A Spiritual Focus

April 4, 2011 - 5:00 am

“Then Jacob gave Esau some bread and some lentil stew. He ate and drank, and then got up and left.
  So Esau despised his birthright.” —Genesis 25:34

Students of the Bible will no doubt remember the story of Esau and Jacob — when Esau sold his birthright to his twin brother for a bowl of stew! Esau’s birthright was a blessing conferred upon him as the firstborn.

It generally provided the firstborn son with a double portion of the father’s estate and considerable authority, since the firstborn became the head of the family. More importantly, the firstborn son was in line for his father’s blessing, which subsequently placed him in a close and favored relationship with God.

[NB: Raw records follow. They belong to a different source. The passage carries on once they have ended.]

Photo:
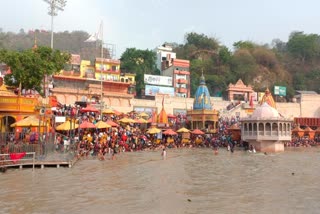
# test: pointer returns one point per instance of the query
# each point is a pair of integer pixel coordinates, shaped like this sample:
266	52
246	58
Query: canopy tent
111	123
102	125
310	132
87	125
170	132
154	130
108	111
89	108
66	126
127	120
141	121
162	117
117	112
234	126
197	132
171	116
28	121
183	130
298	131
143	114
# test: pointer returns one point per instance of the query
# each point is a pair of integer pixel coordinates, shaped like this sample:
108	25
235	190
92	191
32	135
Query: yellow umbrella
141	120
102	125
153	130
183	130
108	111
67	126
27	122
143	114
127	120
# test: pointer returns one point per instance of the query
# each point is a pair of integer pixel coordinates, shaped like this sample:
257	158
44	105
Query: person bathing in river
164	154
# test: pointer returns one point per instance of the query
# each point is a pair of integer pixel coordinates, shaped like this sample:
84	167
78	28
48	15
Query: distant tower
202	116
35	46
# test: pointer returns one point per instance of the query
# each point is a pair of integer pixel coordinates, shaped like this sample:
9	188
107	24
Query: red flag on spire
9	71
162	101
251	101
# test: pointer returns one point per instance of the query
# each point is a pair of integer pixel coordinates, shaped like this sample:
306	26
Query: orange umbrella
87	125
197	131
169	132
89	109
111	123
102	125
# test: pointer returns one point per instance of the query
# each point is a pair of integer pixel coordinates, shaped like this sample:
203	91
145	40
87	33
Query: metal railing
6	160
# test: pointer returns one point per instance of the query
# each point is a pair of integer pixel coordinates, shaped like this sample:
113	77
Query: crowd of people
132	137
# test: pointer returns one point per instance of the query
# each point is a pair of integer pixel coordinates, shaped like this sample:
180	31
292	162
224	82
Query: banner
280	90
157	80
152	90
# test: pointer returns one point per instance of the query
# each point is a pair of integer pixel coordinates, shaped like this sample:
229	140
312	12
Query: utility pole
54	6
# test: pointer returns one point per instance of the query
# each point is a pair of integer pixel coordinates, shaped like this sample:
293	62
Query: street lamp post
54	6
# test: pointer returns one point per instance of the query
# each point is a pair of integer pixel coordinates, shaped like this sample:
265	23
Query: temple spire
35	46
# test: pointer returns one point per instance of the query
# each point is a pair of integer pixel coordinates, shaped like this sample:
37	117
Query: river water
188	181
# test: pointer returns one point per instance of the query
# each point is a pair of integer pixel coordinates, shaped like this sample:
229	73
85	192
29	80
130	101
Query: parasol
87	125
169	132
89	109
153	131
27	122
183	130
102	125
66	126
197	131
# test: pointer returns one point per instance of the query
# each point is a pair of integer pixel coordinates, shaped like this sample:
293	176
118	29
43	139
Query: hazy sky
145	24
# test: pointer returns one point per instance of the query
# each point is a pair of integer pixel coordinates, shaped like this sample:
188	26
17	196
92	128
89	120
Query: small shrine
266	129
267	98
239	89
202	116
162	118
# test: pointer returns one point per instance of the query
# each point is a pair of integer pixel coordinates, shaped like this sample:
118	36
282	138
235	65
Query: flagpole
102	61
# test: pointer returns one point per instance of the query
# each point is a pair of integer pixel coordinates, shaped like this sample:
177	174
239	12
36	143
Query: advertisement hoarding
280	90
157	80
152	90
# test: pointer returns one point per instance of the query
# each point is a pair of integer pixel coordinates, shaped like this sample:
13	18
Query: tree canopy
139	62
29	67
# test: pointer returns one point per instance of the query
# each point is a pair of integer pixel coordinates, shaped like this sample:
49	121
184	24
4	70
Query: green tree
30	66
304	47
139	62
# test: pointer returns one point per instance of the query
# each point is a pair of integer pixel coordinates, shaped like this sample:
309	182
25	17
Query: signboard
152	90
260	96
60	119
280	90
157	80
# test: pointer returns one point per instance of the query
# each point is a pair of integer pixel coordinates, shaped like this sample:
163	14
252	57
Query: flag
8	71
251	101
162	101
16	156
96	36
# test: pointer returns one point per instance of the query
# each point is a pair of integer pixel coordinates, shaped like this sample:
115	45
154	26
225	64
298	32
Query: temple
266	129
239	89
267	98
202	116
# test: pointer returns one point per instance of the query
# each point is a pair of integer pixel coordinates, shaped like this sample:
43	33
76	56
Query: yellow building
109	69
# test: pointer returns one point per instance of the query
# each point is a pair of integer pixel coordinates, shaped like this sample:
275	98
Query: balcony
182	81
181	90
71	73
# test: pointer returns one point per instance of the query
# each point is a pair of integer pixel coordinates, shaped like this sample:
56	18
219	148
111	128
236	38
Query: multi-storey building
100	82
178	69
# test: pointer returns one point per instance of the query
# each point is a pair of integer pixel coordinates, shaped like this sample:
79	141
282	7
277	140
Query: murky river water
189	181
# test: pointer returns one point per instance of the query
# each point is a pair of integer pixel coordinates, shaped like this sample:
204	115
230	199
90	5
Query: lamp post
54	6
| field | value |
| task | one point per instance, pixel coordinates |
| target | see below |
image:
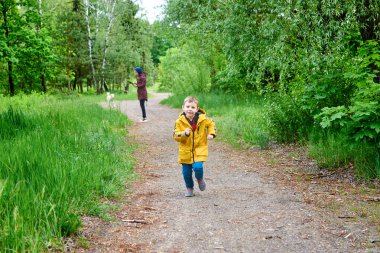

The birthright was more than a material reward — it was a spiritual reward and blessing of great value. Which is why it is so stunning to read those words: “So Esau despised his birthright.”

Esau’s willingness to trade a spiritual inheritance of immeasurable value just to satisfy his physical appetite reveals quite a bit about his character. He appears to have been a person who reacted to the here and now, without thinking about the long-term consequences. Indeed, his life was filled with choices that he must have regretted bitterly.

On the other hand, his brother Jacob earned the reputation as a schemer and deceiver. And while he rightfully earned those distinctions later in his life, in this particular instance, Jacob did not deceive Esau. The offer was made openly, and Esau could have declined.

But in this interaction, we can clearly see Jacob’s hunger for spiritual blessings, as opposed to Esau’s more physical nature. Jacob’s shrewdness in taking advantage of his brother’s hunger may or may not be commendable, but there is no question that Jacob was more spiritually sensitive and attuned than his older twin.

What we learn from the story of Jacob and Esau is that while living in the moment, as Esau did, we need to keep our focus on God. When we do that, we’ll be more like Jacob in doing whatever it takes to pursue spiritual matters. A strong relationship with God secures us for the long-term, and also guides us for living each day.

Let’s be like Jacob and hunger for God’s blessing.